• johns

    25% of tenured scientists are “asian”, and you argue that NIH excludes “asians”? Learn to count. How did a “pollster” define asians as “suffering” 31% [sic] “discrimination, if only 3% filed complaints, magic? You clearly neither count well nor comprehend percentages, and you rely on “polls” for “proof”. Just another Major Media clown.

  • http://gayparenthood.blogspot.com Tim

    @johns: You’ve mis-read the quote. 23% of tenure-track are Asians, but only 12% are tenured, only 6% are lab chiefs and *none* are directors. Everyone is tenure-track when you join. That means 23% of the staff is Asian, that means there should 23% tenured Asians, 23% should be lab chiefs, and of the 27 directors, 23% (or a little more than 6) should be Asian. That would be equal representation. There exists a “bamboo ceiling” because the percentage of Asians go down as you move up the chain.

  • johns

    Tim:

    Thanks for your reply. Should you argue for quotas based on ethnicity, then you also argue for restricting Chinese employment at institutions such as NIH. Since Chinese, Japanese, and Koreans number less than 5% of US populace, you thus advocate firing all those above until they number 5% of NIH employees. That’s racist and the same “anti-Asian” hysteria advocated by Californians in the late 1800s and early 1900s. No one consents with your obsolete hatred of “asians”, except those at stormfront.org.

  • shinjinrui

    I agree with Johns. Restricting employment to Chinese or Japanese based on a Census report is racist and stupid. Tim’s arguments would fit well in the mouths of Jesse Jackson or David Duke.

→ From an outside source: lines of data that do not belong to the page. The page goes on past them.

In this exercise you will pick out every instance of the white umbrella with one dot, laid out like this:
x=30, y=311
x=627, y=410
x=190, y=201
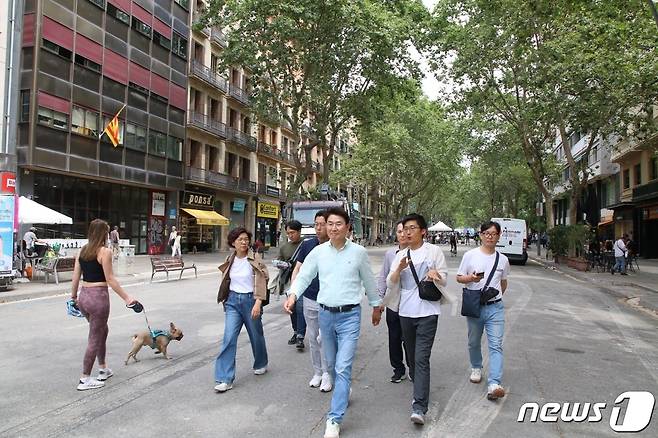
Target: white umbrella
x=31, y=212
x=439, y=226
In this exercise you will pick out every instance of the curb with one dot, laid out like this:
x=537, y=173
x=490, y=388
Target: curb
x=630, y=301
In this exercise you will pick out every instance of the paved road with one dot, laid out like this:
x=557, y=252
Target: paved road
x=565, y=342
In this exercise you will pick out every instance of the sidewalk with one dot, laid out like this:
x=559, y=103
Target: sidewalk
x=137, y=272
x=638, y=289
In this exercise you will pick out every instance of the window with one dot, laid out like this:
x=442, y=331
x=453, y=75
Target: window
x=157, y=143
x=80, y=60
x=135, y=137
x=117, y=13
x=637, y=173
x=52, y=118
x=174, y=148
x=99, y=3
x=179, y=45
x=58, y=50
x=25, y=106
x=84, y=121
x=185, y=4
x=142, y=28
x=162, y=40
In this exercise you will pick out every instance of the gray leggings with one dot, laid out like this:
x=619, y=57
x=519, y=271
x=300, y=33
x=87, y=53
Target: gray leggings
x=94, y=302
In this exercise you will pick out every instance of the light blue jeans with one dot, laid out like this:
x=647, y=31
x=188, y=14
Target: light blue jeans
x=340, y=334
x=238, y=311
x=492, y=319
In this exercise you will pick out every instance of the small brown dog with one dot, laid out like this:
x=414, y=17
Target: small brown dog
x=158, y=339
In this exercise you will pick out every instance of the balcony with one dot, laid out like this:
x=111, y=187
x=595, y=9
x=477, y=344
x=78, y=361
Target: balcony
x=241, y=138
x=220, y=180
x=204, y=122
x=264, y=189
x=239, y=94
x=205, y=73
x=218, y=37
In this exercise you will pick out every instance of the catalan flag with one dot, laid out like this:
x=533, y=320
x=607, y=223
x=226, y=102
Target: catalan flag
x=112, y=129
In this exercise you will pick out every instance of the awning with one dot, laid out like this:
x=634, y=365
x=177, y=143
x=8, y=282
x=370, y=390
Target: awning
x=31, y=212
x=207, y=217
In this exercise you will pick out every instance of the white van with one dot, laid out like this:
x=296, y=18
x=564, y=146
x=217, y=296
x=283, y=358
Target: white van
x=513, y=239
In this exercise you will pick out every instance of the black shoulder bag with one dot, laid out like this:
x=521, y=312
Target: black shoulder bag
x=426, y=288
x=474, y=299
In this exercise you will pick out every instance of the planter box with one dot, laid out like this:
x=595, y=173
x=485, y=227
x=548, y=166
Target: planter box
x=578, y=264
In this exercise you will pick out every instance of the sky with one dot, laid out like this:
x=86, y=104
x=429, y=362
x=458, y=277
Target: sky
x=431, y=85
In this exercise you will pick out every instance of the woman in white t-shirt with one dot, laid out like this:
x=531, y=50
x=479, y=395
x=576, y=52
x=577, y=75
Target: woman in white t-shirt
x=474, y=270
x=243, y=292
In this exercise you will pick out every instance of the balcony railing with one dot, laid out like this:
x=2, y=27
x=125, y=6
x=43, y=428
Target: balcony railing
x=220, y=180
x=264, y=189
x=217, y=36
x=206, y=74
x=239, y=94
x=202, y=121
x=242, y=138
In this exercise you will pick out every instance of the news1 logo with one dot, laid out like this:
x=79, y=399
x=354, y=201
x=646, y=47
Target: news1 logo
x=636, y=416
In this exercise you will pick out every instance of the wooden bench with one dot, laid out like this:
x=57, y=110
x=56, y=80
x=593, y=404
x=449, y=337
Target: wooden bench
x=167, y=264
x=55, y=265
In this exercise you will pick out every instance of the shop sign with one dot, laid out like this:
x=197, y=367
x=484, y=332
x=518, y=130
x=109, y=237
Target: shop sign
x=238, y=205
x=197, y=199
x=158, y=204
x=265, y=209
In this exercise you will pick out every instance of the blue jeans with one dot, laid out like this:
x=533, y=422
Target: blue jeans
x=492, y=319
x=238, y=311
x=340, y=334
x=620, y=264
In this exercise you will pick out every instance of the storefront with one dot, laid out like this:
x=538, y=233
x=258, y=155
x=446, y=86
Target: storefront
x=138, y=212
x=200, y=222
x=267, y=221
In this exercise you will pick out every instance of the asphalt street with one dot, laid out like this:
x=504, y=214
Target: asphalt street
x=566, y=341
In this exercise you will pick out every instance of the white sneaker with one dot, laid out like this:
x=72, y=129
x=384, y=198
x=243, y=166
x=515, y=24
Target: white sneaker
x=495, y=392
x=223, y=387
x=326, y=385
x=104, y=374
x=332, y=430
x=476, y=375
x=89, y=383
x=315, y=381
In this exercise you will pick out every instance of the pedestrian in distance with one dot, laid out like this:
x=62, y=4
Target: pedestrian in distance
x=419, y=318
x=243, y=293
x=343, y=269
x=620, y=255
x=94, y=267
x=475, y=269
x=321, y=377
x=285, y=262
x=397, y=349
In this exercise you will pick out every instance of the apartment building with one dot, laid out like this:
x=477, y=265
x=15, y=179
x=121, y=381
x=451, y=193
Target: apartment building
x=81, y=62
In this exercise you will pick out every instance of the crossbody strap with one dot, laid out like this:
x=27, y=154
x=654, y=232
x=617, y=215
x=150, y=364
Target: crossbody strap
x=413, y=269
x=493, y=270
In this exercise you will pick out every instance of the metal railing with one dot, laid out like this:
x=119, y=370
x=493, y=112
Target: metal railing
x=205, y=73
x=206, y=123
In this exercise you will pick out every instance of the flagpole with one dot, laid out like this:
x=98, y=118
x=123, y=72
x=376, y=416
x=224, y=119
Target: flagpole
x=116, y=115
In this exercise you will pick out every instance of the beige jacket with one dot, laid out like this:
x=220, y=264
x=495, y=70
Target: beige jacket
x=261, y=276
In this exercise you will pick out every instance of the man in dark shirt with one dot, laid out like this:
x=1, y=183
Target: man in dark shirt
x=321, y=376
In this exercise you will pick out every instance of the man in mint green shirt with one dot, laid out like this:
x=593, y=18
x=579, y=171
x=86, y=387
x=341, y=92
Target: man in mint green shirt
x=342, y=267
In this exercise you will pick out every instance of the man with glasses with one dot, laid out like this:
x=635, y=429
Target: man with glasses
x=396, y=347
x=343, y=268
x=419, y=318
x=321, y=375
x=475, y=267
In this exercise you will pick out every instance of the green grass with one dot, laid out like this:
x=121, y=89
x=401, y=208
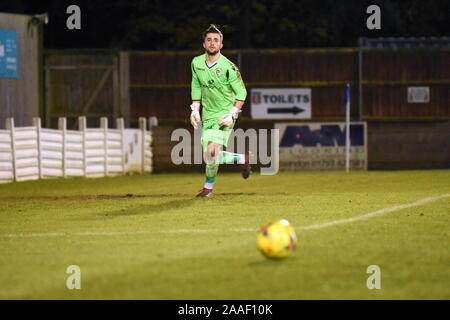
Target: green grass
x=162, y=243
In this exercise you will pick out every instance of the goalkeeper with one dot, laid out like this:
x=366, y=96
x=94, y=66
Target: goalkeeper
x=218, y=86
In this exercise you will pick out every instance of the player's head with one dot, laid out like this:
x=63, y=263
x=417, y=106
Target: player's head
x=212, y=40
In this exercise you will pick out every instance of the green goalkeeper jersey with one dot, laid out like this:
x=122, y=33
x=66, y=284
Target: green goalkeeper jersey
x=217, y=87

  • http://gayparenthood.blogspot.com Tim

    @johns: I’m certainly not advocating quotas, I’m just pointing out there seems to be a discrepancy, and that there’s something that’s preventing a “natural” progression of Asians to management positions. No one has asked for quotas to make sure there are more women in management positions and their dilemma with the glass ceiling is much more popularized than the bamboo ceiling. As for the breakdown of races being the same as the rest of the US at NIH, that has to do with how many Caucasians decide to study science, so it starts at elementary school and goes up. The large population of Asians has to do with who decides to study math and science, and unfortunately most Caucasians (and 2nd and 3rd generation Asians) choose not to.

  • johns

    Tim:

    You’ve observed and cited a proportional inequality between NIH “asian” tenured staff and–I presume–”non-asian” NIH tenured staff; should you argue for proportional equality for “asian” tenured staff, you argue for quotas. Should conditions require in future NIH to promote disproportionately great number of “asians” to tenure, would you then sue for greater proportions of “non-asians”? You haven’t yet defined “asian”, which deficiency I’d indicated with quotation marks. Do “asian-indians” number among “asians”, even though many Census do not? How about scientists with only one “asian” parent? How about scientists with only one “asian” grandparent? As for women, whether their “dilemma” be more “popularized” than “asians” causes is your opinion not a fact. “Non-asian” women number greater among law partners and managers than “asians”. Who promotes women in such great numbers, and who depresses or excludes “asians” from the same promotion? You cite your observations, but you clearly don’t yet comprhend the matter, and thus you clearly you’ve no cause.

  • http://gayparenthood.blogspot.com Tim

    @johns: If you check the original report, you’ll see that Indians (and Southeast Asians) were included as Asians. The purpose of the report and of my commenting on it was not to recommend quotas, but to find out why there’s such a dis-proportionate number of Asians in upper management, not only at the NIH, but across all levels of the corporations in the U.S. I commented in a previous blog post on the fact that I’m the only Asian in management at my own company, and wondered why that was. The goal here is to identify what causes there to be less Asians at the top, and fix those problems, rather than implement quotas as you suggest. The study mentioned that discrimination happens, but Asians are less likely to report incidents of discrimination, and one fix is to get Asians to report discriminatory events.

    As for who identifies as Asian that’s up to the individual, they self-identify when they check off a box when they join the NIH. My own daughter is mixed race, and I fully expect she will create her own identity and her own label as she gets older, and I support her no matter what she chooses as her self-identification.

    And finally, on the topic of women in glass ceilings, just look at amazon.com and the number of books on the topic of women and glass ceilings (almost 50) versus the number of books on the topic of Asians and glass ceilings (seven), and you’ll see why I say the topic for women is more “popularized” than it is for Asians. It’s certainly not my opinion, many more researchers have found reason to comment and study the phenomenon around glass ceilings and women, than they have yet to around Asians and the glass ceiling.